O que sei dizer é que naquela quinta-feira ele foi deixar o papai no trabalho, no Banco do Brasil do Centro. Aí, voltou rapidinho, pois levava menos de quinze minutos do Estácio ao Centro. Foi quando ele me ‘convocou’ para uma missão: acompanhá-lo até o Hotel das Paineiras, que ficava na parte mais alta do Cosme Velho.

Como passear de Kombi era minha diversão predileta, eu nem perguntei aonde iríamos. Além disso, o trajeto até lá valia qualquer sacrifício, uma vez que o percurso é lindo. E mais bonito ainda é a subida para a Estrada das Paineiras, repletas de jaqueiras gigantes.

Ao chegarmos lá, descemos da Kombi e nos dirigimos para a recepção do hotel.

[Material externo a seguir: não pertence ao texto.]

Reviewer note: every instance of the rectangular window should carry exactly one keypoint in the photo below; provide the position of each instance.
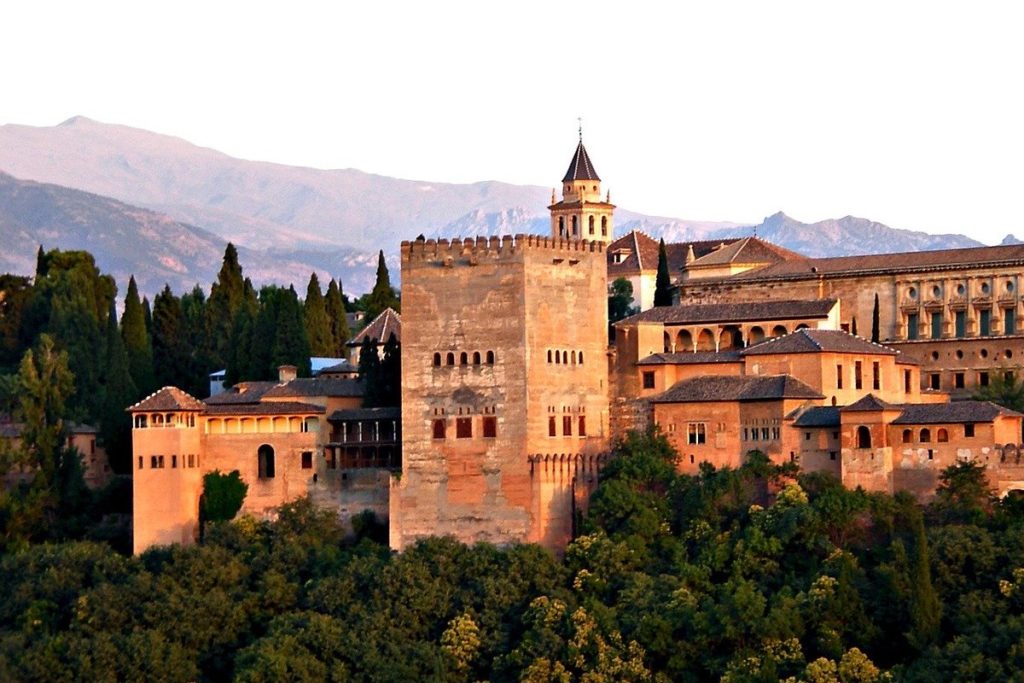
(696, 433)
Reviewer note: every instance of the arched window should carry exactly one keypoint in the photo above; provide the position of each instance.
(863, 437)
(265, 457)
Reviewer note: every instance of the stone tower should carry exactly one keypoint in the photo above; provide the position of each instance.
(582, 214)
(504, 388)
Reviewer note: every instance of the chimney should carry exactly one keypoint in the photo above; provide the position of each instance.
(287, 373)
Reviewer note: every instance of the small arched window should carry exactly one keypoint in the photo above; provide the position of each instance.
(863, 437)
(265, 457)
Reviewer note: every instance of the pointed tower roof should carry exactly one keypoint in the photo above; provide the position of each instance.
(580, 167)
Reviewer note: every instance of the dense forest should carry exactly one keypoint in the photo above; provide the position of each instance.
(67, 357)
(760, 573)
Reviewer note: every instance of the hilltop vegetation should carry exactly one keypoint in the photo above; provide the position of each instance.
(734, 575)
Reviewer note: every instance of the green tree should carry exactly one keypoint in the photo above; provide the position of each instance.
(383, 295)
(336, 310)
(119, 392)
(876, 332)
(663, 283)
(317, 323)
(137, 343)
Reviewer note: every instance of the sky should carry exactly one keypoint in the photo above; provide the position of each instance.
(909, 114)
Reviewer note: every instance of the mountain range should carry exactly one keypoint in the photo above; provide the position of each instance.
(162, 208)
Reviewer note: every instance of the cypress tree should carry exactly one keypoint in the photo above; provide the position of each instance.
(382, 296)
(170, 352)
(225, 297)
(876, 333)
(340, 334)
(317, 324)
(663, 285)
(119, 392)
(137, 342)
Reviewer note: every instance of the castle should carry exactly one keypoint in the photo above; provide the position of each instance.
(512, 395)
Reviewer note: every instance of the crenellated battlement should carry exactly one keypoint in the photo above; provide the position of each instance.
(491, 248)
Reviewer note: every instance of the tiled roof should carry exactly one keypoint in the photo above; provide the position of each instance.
(366, 414)
(956, 412)
(690, 358)
(869, 403)
(316, 386)
(243, 392)
(748, 251)
(266, 408)
(580, 167)
(380, 329)
(724, 387)
(643, 253)
(975, 257)
(818, 416)
(168, 398)
(816, 341)
(734, 312)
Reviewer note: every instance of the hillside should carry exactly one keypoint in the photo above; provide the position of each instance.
(126, 240)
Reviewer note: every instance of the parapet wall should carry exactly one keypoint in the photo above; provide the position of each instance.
(493, 248)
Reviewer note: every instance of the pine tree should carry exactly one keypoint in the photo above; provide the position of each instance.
(317, 324)
(382, 296)
(119, 392)
(663, 284)
(876, 333)
(340, 333)
(170, 352)
(370, 366)
(137, 343)
(225, 297)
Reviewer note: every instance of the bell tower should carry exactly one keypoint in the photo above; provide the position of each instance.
(582, 214)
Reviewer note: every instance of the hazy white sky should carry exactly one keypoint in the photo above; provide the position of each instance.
(906, 113)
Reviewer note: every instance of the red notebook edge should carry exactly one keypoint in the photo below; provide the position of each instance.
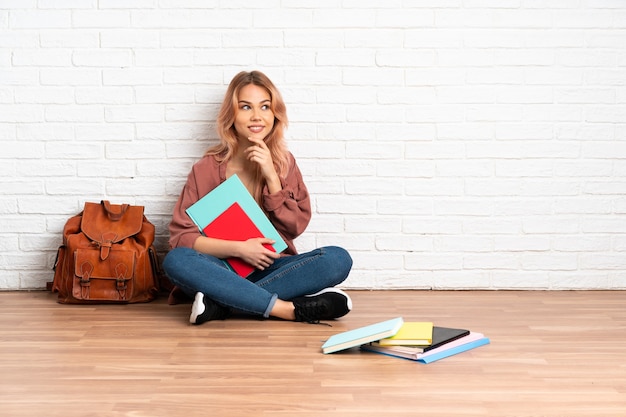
(234, 224)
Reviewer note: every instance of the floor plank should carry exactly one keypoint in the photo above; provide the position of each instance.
(551, 354)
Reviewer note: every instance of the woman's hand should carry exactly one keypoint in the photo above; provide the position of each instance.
(260, 154)
(256, 254)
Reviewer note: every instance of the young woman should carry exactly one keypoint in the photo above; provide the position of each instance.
(289, 286)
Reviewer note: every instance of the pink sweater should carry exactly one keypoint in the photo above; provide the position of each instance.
(289, 210)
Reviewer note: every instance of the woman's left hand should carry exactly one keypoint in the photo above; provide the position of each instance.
(260, 154)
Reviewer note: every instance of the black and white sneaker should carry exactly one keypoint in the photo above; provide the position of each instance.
(328, 304)
(204, 309)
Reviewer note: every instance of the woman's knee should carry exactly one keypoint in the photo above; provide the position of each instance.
(340, 260)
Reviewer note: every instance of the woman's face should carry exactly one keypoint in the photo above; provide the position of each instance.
(254, 116)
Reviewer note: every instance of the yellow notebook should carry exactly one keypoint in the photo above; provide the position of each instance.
(412, 333)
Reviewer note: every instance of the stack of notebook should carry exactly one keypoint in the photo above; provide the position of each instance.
(419, 341)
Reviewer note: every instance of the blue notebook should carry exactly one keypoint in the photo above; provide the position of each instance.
(216, 202)
(362, 335)
(471, 341)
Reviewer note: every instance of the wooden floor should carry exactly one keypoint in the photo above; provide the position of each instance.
(551, 354)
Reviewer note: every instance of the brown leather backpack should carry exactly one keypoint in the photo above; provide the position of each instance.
(107, 256)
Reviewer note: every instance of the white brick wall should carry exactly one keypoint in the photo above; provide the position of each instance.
(457, 144)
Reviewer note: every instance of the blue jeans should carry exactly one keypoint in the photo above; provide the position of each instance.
(287, 278)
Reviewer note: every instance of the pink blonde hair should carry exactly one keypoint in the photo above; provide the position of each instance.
(227, 147)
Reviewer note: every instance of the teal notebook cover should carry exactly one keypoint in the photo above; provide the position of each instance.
(454, 351)
(209, 207)
(362, 335)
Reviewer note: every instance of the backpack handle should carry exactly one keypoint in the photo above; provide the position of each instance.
(114, 214)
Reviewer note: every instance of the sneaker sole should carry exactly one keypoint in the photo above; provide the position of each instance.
(335, 290)
(197, 308)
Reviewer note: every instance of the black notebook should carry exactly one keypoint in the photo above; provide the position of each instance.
(441, 336)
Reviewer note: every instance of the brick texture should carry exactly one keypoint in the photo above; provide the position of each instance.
(449, 145)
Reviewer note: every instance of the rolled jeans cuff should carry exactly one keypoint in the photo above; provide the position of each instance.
(270, 306)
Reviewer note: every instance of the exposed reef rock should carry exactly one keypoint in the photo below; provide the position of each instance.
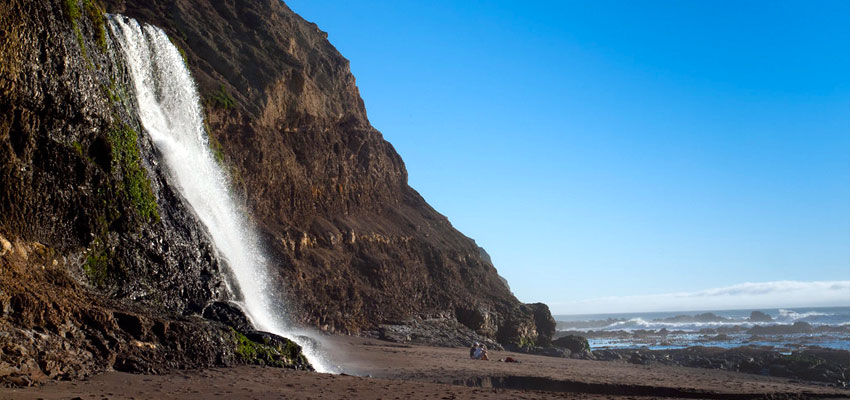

Embora eu fosse uma criança de 11 anos, percebi que havia um forte esquema de segurança ao redor do hotel. Soube, então, que a seleção brasileira estava concentrada ali e que a razão da visita era uma encomenda que o jogador Amarildo, compadre do seu Vavá, havia solicitado. Seu Vavá aproveitou a ocasião para ‘tietar’ outros jogadores. Como estava ao seu lado, fiquei extasiado em conhecer Nilton Santos, Didi, Garrincha e Zito. Porém, Amarildo guardou a melhor surpresa para o final: Pelé. Nossa! Que surpresa maravilhosa foi conhecer Pelé.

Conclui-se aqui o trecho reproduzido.